Unequal Parenting

This is an episode from the “What Makes Us Human?” podcast's fifth season, "What Do We Know about Inequality?" from Cornell University’s College of Arts & Sciences, showcasing the newest thinking from across the disciplines about inequality. Featuring audio essays written and recorded by Cornell faculty, the series releases a new episode each Thursday through the fall semester.

We sometimes talk about the changes in men’s and women’s roles in and out of the home since the 1960s as a gender revolution. Across the industrialized world, gender differences in employment, pay gaps, housework, and childcare have narrowed. But how much does inequality persist?
 
My research shows that parenthood remains a critical turning point, when many couples adjust their division of household and market tasks. Following the birth of a first child, women still spend more time in childcare and housework and less in paid employment -- while men’s work hours change little. This is true even in countries with strong family policies and beliefs in gender equality.

To understand the economic consequences of gender and parenthood, I use surveys that follow couples over many years and track work and earnings trajectories in the years before and after parenthood. I found that before having their first child, women in heterosexual couples make about 40% of the couple’s total earnings. After birth, her earnings drop to less than a third—and remain there for the eight years that follow. The decline in earnings is not as steep as it was 30 years ago, but the gap persists. 

Although we have ample evidence that women with children face discrimination in wages, most of the decrease in mothers’ earnings comes from cutting down on hours of employment. Women become more economically dependent on their partners after having a child, and so are financially unequal and vulnerable, especially given the high incidence of divorce. 

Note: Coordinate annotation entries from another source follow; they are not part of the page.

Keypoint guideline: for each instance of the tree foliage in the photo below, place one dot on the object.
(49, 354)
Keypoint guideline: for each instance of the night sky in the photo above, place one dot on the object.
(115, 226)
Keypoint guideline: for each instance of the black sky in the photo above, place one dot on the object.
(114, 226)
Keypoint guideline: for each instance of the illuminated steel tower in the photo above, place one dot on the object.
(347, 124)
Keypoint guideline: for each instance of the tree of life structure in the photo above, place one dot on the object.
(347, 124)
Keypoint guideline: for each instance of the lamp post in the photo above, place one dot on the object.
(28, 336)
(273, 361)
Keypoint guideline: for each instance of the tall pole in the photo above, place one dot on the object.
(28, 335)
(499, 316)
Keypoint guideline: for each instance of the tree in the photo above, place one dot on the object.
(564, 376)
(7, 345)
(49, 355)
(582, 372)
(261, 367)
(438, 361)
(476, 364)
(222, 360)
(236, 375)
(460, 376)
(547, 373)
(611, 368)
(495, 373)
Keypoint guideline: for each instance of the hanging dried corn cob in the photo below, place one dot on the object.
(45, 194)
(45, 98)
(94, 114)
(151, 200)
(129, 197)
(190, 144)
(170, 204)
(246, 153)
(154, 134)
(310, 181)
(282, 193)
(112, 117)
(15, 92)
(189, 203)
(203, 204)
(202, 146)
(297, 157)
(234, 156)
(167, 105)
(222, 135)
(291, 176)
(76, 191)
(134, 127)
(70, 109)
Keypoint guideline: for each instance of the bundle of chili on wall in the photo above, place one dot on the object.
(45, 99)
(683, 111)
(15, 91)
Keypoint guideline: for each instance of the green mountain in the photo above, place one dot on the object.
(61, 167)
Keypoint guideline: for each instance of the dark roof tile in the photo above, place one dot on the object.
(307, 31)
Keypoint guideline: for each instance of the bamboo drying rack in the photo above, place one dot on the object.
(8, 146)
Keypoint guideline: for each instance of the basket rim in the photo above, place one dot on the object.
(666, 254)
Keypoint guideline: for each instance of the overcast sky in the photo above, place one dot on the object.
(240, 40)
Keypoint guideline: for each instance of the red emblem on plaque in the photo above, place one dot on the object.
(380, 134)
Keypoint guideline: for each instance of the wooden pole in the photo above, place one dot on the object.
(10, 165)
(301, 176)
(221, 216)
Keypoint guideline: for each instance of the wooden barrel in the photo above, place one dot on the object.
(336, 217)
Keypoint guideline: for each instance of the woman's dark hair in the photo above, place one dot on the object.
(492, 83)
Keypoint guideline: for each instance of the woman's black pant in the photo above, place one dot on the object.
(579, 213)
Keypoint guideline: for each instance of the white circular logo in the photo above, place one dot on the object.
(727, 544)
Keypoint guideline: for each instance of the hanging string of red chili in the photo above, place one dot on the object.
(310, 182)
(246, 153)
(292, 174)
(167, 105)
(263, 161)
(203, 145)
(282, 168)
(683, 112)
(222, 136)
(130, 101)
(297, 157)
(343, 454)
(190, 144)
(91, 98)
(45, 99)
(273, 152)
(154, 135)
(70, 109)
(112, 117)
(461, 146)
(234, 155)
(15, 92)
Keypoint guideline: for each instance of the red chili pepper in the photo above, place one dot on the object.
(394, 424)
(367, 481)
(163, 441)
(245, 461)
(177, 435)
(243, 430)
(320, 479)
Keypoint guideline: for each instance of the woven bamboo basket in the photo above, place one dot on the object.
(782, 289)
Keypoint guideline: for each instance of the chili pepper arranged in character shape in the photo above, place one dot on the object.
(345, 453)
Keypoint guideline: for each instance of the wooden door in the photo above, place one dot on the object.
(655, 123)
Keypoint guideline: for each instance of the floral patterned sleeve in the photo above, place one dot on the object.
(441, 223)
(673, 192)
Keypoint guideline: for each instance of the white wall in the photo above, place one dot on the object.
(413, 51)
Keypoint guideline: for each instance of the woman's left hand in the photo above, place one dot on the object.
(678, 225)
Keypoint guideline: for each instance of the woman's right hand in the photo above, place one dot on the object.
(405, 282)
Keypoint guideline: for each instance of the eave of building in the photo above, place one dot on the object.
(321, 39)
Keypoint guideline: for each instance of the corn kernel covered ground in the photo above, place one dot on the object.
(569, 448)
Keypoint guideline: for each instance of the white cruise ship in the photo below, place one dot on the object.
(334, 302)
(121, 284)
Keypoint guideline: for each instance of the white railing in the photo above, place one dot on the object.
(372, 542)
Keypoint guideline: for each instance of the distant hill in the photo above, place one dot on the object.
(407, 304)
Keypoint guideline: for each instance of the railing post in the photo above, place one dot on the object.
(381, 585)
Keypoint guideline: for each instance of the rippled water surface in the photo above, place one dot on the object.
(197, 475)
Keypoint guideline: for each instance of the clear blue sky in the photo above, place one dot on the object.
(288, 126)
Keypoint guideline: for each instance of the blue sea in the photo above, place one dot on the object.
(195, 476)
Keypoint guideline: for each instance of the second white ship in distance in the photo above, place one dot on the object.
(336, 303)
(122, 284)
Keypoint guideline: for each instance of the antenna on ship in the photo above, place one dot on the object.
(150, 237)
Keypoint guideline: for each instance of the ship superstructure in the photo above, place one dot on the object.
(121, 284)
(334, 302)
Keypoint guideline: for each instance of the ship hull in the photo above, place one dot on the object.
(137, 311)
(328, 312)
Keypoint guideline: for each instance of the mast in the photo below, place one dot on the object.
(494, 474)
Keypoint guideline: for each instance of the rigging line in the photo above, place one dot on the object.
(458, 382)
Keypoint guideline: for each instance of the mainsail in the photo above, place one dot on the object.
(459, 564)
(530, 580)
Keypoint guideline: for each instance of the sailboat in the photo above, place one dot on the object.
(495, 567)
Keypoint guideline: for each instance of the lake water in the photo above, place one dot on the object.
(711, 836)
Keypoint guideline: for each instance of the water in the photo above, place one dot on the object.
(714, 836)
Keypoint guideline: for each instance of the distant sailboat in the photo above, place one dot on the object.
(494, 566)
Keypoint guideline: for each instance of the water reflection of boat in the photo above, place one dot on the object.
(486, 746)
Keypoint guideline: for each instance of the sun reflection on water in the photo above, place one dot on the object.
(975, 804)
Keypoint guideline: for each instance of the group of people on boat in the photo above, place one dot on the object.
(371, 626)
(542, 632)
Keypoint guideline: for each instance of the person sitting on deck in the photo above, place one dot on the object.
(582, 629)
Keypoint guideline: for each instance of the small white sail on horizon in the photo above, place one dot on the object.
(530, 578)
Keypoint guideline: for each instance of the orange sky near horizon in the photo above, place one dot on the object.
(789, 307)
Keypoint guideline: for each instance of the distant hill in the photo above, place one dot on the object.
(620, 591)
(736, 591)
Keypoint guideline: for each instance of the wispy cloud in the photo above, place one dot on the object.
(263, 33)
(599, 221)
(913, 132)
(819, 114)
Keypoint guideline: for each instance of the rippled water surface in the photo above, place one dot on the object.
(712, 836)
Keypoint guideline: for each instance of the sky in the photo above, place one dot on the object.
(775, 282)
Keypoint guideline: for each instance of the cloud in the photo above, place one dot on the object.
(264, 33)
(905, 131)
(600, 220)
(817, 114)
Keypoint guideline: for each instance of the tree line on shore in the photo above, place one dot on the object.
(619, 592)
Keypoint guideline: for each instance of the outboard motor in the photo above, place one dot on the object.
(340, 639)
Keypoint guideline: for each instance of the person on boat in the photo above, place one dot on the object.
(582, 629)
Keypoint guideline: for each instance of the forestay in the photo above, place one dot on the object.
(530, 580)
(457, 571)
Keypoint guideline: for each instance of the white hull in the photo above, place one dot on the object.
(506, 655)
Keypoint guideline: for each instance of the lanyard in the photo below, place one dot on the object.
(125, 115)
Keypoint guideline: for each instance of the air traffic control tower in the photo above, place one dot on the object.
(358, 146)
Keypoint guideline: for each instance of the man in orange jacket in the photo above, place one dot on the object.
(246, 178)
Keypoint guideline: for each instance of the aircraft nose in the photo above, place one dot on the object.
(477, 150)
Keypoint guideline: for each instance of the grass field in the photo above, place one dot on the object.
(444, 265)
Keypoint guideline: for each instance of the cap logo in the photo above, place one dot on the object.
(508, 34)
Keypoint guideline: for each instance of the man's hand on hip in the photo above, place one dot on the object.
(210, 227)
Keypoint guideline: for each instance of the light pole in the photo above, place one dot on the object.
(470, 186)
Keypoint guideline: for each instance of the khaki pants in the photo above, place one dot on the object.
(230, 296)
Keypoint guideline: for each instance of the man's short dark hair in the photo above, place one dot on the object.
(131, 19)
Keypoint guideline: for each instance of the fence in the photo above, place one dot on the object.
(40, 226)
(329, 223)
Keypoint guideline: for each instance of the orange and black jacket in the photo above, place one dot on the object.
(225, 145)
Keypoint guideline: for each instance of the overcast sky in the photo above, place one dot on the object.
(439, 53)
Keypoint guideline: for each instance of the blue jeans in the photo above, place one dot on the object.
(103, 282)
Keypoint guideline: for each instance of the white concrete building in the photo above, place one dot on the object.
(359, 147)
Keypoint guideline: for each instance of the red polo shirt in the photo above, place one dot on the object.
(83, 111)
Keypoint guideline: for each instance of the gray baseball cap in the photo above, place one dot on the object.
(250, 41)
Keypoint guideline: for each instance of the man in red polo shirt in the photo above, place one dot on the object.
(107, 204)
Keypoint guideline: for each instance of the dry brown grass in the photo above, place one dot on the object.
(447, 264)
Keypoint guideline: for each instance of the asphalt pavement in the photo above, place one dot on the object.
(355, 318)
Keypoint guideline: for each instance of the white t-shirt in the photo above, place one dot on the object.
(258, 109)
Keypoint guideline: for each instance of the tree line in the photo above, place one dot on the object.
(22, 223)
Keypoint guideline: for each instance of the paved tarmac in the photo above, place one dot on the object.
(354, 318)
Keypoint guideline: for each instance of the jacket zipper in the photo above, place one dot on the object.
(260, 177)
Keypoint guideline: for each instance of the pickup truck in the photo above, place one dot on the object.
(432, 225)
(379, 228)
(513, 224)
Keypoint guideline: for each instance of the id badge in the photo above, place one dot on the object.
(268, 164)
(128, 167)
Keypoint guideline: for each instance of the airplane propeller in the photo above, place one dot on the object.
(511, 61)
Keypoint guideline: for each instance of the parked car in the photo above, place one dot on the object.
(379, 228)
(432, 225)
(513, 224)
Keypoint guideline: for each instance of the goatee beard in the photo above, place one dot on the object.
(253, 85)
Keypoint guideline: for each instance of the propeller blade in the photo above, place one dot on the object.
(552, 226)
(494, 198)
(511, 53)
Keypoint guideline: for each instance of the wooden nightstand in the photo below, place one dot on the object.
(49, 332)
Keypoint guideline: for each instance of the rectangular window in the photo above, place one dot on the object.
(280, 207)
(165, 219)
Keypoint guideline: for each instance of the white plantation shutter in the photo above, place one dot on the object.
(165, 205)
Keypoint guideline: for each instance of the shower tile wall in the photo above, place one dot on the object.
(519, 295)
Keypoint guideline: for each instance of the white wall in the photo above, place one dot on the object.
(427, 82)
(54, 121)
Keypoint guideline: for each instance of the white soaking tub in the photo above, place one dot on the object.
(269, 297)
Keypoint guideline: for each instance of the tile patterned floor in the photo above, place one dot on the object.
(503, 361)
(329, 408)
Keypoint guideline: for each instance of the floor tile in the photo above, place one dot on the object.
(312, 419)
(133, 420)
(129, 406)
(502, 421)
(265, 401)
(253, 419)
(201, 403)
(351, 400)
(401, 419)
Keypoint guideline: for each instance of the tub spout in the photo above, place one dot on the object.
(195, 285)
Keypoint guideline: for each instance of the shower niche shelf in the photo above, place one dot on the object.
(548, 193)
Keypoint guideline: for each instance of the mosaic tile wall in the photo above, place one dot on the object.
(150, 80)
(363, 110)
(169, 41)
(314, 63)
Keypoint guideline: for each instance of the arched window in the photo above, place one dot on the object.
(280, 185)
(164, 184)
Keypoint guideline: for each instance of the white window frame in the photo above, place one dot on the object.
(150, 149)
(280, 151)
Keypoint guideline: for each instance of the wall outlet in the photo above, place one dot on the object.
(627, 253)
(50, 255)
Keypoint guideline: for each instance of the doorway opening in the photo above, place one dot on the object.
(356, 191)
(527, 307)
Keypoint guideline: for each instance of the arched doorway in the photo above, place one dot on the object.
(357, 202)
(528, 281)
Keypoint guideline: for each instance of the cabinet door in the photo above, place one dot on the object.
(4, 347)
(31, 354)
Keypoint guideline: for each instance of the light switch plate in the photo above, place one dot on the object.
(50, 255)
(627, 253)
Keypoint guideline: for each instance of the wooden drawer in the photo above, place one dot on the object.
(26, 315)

Declines in women’s earnings may also affect couples’ total income and family economic well-being, particularly in a country like the U.S., where there is little public support for families.

Inequality in parenting doesn’t only revolve around paid work and money. Inequalities in the amount of time that mothers and fathers spend with their children are central. Parenting in the U.S.—and elsewhere—is more time-intensive and child-centered than it used to be, but expectations for gender-specific parenting remain strong. Women’s initial commitments to childcare directly following a birth (for example, with breastfeeding) may set couple dynamics in place that are long-lasting.

My research has demonstrated that mothers spend more time with their children than fathers. They are also doing different things. While most fathers spend time with children engaged in play and leisure activities like T.V. or downtime, mothers spend more time doing basic childcare like feeding and bathing small children, cooking, cleaning. Mothers do more solo parenting, experience more sleep disruptions, and have less leisure time overall. My colleagues and I found that these differences account for greater stress and fatigue in parenting for mothers than fathers.

Parenthood remains a critical transition that crystallizes traditional gender roles. And while mothers continue to make the bulk of changes in response to the new time demands of parenthood, there are some indications that men’s behavior will drive the second half of a gender revolution. European scholars are starting to see greater evidence of change in fathers’ leave-taking and work adjustments in places that have long-established policies to support a dual-earner dual-care-er family model, like Sweden. So far, the U.S. still lags behind.